ISLAMABAD: A Pakistani economic watchdog has raised concerns over the government’s continuous rely on loans, which can affect the country’s nuclear programme.
Pakistan Economy Watch (PEW) President Dr Murtaza Mughal, in a statement, said that fiscal irresponsibility, mismanagement of resources, sliding exports, shrinking tax base and lack of reforms continue to push the government to rely on loans, which can prove a threat to the nuclear programme.
Those who are crediting themselves for economic miracle base of foreign loans are committing mistakes because these loans must be repaid by someone and the masses would suffer ultimately, he said.
Mughal said the government has secured loans amounting to Rs 2.7 trillion from local banks while raised $500 million from the international market through bonds despite opposition by the experts.

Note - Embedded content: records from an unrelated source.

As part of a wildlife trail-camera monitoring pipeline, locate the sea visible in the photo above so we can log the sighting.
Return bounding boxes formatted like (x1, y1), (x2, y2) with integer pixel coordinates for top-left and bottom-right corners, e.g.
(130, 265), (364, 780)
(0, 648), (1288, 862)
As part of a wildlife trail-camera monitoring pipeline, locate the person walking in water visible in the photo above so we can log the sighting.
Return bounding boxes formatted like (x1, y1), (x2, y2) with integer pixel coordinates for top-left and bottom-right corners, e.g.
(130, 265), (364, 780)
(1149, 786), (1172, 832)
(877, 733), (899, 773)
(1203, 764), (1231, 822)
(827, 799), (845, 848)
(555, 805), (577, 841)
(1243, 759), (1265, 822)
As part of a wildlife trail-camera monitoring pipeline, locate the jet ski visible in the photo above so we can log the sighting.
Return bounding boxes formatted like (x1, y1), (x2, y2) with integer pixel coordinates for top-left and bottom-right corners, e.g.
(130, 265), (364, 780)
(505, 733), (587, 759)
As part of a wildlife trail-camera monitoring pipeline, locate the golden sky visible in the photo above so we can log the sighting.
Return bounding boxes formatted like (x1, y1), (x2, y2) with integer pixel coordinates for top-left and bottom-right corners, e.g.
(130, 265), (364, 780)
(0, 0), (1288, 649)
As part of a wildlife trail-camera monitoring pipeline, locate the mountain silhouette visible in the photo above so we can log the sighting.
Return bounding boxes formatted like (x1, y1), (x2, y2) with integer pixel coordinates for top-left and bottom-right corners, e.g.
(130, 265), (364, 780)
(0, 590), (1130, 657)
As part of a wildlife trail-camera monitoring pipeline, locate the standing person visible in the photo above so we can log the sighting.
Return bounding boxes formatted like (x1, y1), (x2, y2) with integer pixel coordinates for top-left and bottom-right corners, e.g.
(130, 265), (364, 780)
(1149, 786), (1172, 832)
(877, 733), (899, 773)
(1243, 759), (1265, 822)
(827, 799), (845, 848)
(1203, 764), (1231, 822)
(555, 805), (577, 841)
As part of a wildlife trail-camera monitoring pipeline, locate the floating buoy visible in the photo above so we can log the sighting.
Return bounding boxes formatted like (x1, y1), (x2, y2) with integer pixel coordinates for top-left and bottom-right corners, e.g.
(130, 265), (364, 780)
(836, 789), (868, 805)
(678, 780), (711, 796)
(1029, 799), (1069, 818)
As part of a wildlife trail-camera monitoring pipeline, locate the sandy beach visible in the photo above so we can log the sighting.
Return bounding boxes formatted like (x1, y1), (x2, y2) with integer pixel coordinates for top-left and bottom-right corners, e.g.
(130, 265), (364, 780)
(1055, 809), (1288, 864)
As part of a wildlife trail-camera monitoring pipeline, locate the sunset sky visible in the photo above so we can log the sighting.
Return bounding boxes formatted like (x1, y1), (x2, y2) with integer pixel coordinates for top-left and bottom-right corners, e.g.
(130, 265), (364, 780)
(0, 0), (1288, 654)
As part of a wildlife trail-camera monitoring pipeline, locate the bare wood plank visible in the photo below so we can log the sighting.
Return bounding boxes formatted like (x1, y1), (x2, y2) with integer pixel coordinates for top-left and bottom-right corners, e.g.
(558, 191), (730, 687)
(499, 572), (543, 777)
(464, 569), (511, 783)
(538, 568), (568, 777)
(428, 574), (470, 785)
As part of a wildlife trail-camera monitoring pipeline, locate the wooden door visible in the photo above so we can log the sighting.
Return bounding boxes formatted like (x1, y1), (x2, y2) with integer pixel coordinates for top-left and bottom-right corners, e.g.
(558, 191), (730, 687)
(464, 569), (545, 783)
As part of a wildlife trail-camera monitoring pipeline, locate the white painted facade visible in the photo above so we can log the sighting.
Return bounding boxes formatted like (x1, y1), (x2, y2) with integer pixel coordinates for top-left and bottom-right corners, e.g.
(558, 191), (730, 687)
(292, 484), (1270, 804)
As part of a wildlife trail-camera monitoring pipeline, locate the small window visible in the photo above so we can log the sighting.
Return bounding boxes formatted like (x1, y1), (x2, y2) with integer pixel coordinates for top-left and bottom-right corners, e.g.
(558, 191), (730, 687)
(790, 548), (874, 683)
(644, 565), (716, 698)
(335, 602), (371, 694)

He said that many countries put off the sale of bonds due to unfavourable market conditions while Pakistan opted for sale on will. “The country would have to pay 8.25% interest after maturity. The countries that raised money through bonds include Egypt, Turkey, Sri Lanka, Malaysia, Philippines and Gabon. All these countries offer lower interest than Pakistan, which exposes the weakness of our economic system,” he said.
The credit rating agencies, IMF and other institutions are partners in crime for showing a rosy picture of Pakistan’s economy to the world but the bond subscription shows that the international investors are reluctant to buy the idea, he added.
The PEW president said the international institutions are pushing Pakistan towards debt trap so that it cannot survive without a hefty bailout package for which rolling back nuclear programme would be a precondition.